Doesn't this strike anyone as a completely absurd set of priorities?
And don't worry about "house-rich" seniors who allegedly can't pay their property tax bills - the province also underwrites a tax deferment program that allows cash-strapped home owners over 60 years old to put off tax payments till their property is sold or transferred.
Over 11,000 B.C. seniors benefit from this subsidized program, which currently charges a below-market rate of four per cent interest on deferred taxes.
The Carnegie Community Action Project is about the only group outraged by the government's decision.
"The province is revealing their ignorance or their priorities by not coming up with a detailed plan to end homelessness," CCAP's Wendy Pedersen told 24 hours. "It's a matter of life and death. Millionaires are not suffering."
Pedersen estimates the value of the threshold change to be about $25 million.

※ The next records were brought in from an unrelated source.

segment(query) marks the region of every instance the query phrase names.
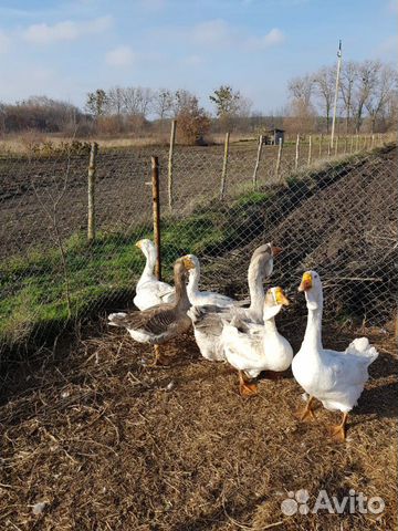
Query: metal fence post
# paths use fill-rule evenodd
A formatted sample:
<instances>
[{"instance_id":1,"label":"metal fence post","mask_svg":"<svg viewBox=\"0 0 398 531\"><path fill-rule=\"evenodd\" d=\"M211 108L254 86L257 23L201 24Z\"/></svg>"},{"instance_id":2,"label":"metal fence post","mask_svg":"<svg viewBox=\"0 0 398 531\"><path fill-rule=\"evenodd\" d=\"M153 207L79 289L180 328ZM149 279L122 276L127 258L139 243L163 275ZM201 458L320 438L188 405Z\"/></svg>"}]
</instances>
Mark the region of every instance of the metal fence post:
<instances>
[{"instance_id":1,"label":"metal fence post","mask_svg":"<svg viewBox=\"0 0 398 531\"><path fill-rule=\"evenodd\" d=\"M174 147L176 143L176 126L177 119L171 122L171 132L170 132L170 147L169 147L169 158L168 158L168 168L167 168L167 189L168 189L168 201L169 210L172 212L172 158L174 158Z\"/></svg>"},{"instance_id":2,"label":"metal fence post","mask_svg":"<svg viewBox=\"0 0 398 531\"><path fill-rule=\"evenodd\" d=\"M298 168L298 157L300 157L300 134L297 134L297 138L296 138L296 155L294 159L294 169Z\"/></svg>"},{"instance_id":3,"label":"metal fence post","mask_svg":"<svg viewBox=\"0 0 398 531\"><path fill-rule=\"evenodd\" d=\"M155 274L161 280L161 256L160 256L160 197L159 197L159 162L158 157L150 158L151 184L153 184L153 216L154 216L154 241L157 251Z\"/></svg>"},{"instance_id":4,"label":"metal fence post","mask_svg":"<svg viewBox=\"0 0 398 531\"><path fill-rule=\"evenodd\" d=\"M320 158L322 157L322 144L323 144L323 134L320 136Z\"/></svg>"},{"instance_id":5,"label":"metal fence post","mask_svg":"<svg viewBox=\"0 0 398 531\"><path fill-rule=\"evenodd\" d=\"M255 159L255 166L254 166L254 173L253 173L253 188L256 188L256 174L260 165L260 159L261 159L261 150L262 150L262 145L263 145L263 135L259 136L259 147L258 147L258 154L256 154L256 159Z\"/></svg>"},{"instance_id":6,"label":"metal fence post","mask_svg":"<svg viewBox=\"0 0 398 531\"><path fill-rule=\"evenodd\" d=\"M87 216L87 240L95 239L95 174L96 174L96 154L98 144L93 142L90 149L88 163L88 216Z\"/></svg>"},{"instance_id":7,"label":"metal fence post","mask_svg":"<svg viewBox=\"0 0 398 531\"><path fill-rule=\"evenodd\" d=\"M220 199L223 199L226 192L226 181L227 181L227 169L228 169L228 150L229 150L229 133L226 133L224 140L224 156L222 162L222 174L221 174L221 188L220 188Z\"/></svg>"},{"instance_id":8,"label":"metal fence post","mask_svg":"<svg viewBox=\"0 0 398 531\"><path fill-rule=\"evenodd\" d=\"M277 158L276 158L276 167L275 167L276 180L279 179L279 175L281 170L281 160L282 160L282 138L279 139L279 147L277 147Z\"/></svg>"},{"instance_id":9,"label":"metal fence post","mask_svg":"<svg viewBox=\"0 0 398 531\"><path fill-rule=\"evenodd\" d=\"M311 157L312 157L312 136L308 136L308 160L307 165L311 166Z\"/></svg>"}]
</instances>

But this well-heeled government really doesn't care. After all, when Campbell said in October that the shelter allowance for people on income assistance would finally go up he also said it wouldn't happen until February's budget.
That left those on welfare trying to find shelter for as little as $325 a month for another five months of winter - and with no promise the increase will be significant.
Campbell said then of homelessness that: "The situation we see in our streets today is not acceptable." "But he's done nothing to deal with it.
However when it comes to Campbell helping out homeowners who are getting richer and richer as property values soar, he can't act soon enough.